Page MenuHomePhabricator

Generalize request templating for service requests
Closed, ResolvedPublic

Description

This is currently a todo at

https://github.com/wikimedia/restbase/blob/a9b13b658bc392f3e3c2e1c27026d65be68d7d7c/lib/router.js#L108

(note that this is on the 'modules' branch).

We should be able to use the existing request handler code for the templating.

An example for the 'service' stanza is at https://github.com/wikimedia/restbase/blob/a9b13b658bc392f3e3c2e1c27026d65be68d7d7c/interfaces/mediawiki/v1/content.yaml#L47. It is intended to support full request templating the way the request handler does as well.

Example template:

{
  method: 'post',
  uri: '/{domain}/...', 
  headers: {
    'cache-control': '{cache-control}',
    'foobar': 'Some value'
  },
  body: {
    a: '{a}' // equivalent to $.request.body.a
  }
}

Event Timeline

GWicke assigned this task to mobrovac.
GWicke reassigned this task from mobrovac to Hardikj.
GWicke raised the priority of this task from to High.
GWicke updated the task description. (Show Details)
GWicke set Security to None.
GWicke removed a subscriber: Aklapper.

A basic version of this has now landed.

Since this is now going to be used in a hot path we should optimize and clean up request templating a bit. @Hardikj, lets use this ticket to track that follow-up work as well?

GWicke renamed this task from Implement request templating for service requests to Improve request templating for service requests.Mar 15 2015, 4:25 PM
GWicke lowered the priority of this task from High to Medium.

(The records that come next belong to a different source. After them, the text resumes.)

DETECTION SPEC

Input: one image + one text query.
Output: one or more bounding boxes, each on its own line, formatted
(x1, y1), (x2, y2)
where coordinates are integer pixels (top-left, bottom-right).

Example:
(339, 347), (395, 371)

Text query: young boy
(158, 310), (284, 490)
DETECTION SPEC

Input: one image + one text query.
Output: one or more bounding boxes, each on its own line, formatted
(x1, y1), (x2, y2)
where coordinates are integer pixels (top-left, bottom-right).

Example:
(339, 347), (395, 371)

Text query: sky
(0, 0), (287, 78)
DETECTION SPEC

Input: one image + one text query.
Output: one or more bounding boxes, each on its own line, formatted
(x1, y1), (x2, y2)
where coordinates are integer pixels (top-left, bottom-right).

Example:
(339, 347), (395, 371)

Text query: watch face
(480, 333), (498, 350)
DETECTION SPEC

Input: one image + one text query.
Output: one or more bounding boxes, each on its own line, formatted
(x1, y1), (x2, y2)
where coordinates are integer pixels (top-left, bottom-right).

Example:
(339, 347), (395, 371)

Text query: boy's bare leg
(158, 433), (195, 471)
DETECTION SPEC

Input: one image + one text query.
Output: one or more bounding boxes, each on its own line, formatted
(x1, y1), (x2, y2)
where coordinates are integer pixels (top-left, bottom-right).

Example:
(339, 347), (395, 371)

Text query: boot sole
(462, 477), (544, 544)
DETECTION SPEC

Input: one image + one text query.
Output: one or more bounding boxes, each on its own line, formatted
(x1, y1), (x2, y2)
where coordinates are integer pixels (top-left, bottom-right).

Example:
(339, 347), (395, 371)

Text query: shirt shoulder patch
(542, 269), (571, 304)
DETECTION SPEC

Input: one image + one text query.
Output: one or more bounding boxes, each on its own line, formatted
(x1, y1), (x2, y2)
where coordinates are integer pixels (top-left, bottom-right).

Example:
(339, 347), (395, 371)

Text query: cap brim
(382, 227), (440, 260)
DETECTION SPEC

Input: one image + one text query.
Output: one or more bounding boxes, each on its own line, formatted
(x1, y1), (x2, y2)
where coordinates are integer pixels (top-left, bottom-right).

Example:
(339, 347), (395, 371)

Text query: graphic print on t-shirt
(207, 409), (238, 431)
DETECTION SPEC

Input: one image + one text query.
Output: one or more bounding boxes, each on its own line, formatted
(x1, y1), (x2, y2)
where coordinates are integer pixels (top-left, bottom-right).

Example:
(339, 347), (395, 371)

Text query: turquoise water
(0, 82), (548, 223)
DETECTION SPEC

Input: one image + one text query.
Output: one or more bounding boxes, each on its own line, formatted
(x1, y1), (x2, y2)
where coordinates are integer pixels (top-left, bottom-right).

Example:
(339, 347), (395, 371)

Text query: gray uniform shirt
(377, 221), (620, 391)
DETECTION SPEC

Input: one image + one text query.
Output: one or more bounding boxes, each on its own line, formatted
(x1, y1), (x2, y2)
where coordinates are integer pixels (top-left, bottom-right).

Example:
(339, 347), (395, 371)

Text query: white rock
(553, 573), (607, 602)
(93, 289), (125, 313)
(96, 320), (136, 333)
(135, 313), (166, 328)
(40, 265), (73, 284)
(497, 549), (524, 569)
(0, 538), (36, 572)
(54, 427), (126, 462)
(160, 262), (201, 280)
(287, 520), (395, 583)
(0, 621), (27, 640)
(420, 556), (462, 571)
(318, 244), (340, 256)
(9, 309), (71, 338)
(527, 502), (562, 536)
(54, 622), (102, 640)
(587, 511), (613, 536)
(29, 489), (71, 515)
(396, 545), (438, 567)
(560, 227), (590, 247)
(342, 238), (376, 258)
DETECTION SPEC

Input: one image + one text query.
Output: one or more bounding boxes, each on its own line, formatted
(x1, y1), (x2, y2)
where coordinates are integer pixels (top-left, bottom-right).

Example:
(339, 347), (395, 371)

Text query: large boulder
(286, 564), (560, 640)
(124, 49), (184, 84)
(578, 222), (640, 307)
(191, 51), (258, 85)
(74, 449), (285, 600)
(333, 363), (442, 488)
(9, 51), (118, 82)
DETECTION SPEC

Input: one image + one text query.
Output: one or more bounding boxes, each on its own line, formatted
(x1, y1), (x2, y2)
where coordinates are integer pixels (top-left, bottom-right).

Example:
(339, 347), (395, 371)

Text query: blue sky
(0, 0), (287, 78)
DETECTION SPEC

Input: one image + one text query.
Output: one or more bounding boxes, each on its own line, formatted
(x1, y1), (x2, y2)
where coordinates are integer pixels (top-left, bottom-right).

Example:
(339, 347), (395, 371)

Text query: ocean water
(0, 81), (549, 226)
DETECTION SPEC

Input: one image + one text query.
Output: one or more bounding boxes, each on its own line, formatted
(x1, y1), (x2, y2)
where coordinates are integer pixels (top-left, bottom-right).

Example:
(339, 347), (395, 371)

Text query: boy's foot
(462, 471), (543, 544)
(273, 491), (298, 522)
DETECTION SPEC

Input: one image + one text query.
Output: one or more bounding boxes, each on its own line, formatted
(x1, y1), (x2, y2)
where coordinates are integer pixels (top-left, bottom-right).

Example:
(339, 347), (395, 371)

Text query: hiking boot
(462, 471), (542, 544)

Let me try to provide some background for this task.

We often have a need to template a backend or internal request based on an incoming request. Currently we already have support to do this on the URL, but more general request templating support is still missing.

The main requirements are:

  • ability to template the URL (already implemented)
  • ability to construct a new set of headers, some of which might be templated
  • ability to forward and possibly template a new JSON body

For the syntax, we have been toying with $var and {var}. The latter is what we use in URI templates already, so it would provide some degree of consistency to keep using it in templates.

While full string templating (with a mix of literals & variables) in headers etc would be desirable at some point, we can start by only supporting references to complete values:

{
  method: 'post',
  uri: '/{domain}/...', 
  headers: {
    'cache-control': '{cache-control}',
    'foobar': 'Some value'
  },
  body: {
    a: '{a}' // equivalent to req.body.a
  }
}

In this scheme, name resolution could be context-dependent. For a template parameter {domain} in the uri component, we reference req.params.domain first (should perhaps be req.uri.domain for consistency, later). If that fails, we switch to the global namespace, which should for now contain req, a reference to the original request. Similarly, a template string in headers would default to the namespace req.headers.* first.

References of the form '{a}' can potentially reference a structure without flattening it to a string. This is especially important in the body. Flattening should only happen if a) a mixed template with string literals is supplied (later!), or b) at the end of templating, to coerce the result to the type expected for the context (ex: headers are expected to be strings).

These templates are used in very hot code paths. This means that they need to perform well. An approach to make them fast is to compile them to native code. The challenge with doing so is keeping this secure. We might be able to steal some ideas & code (especially around name resolution / namespace control) from https://github.com/gwicke/tassembly, a general templating backend primarily aimed at web templating. We could even consider using it for general string templating later, but can't directly use it for references like '{a}' as tassembly currently only supports building up strings.

See also:

GWicke renamed this task from Improve request templating for service requests to Generalize request templating for service requests.Jul 20 2015, 4:07 PM

LGTM, except I'd point out that we want the templates to mean if a value is present, use that, otherwise skip it. E.g. for

headers:
  cache-control: '{cache-control}'

we want the sub-request to contain a cache-control header iff the original request contains one, i.e. if {cache-control} resolves to something other than null, undefined or an empty string. Naturally, all of the other headers not in the template should be dropped.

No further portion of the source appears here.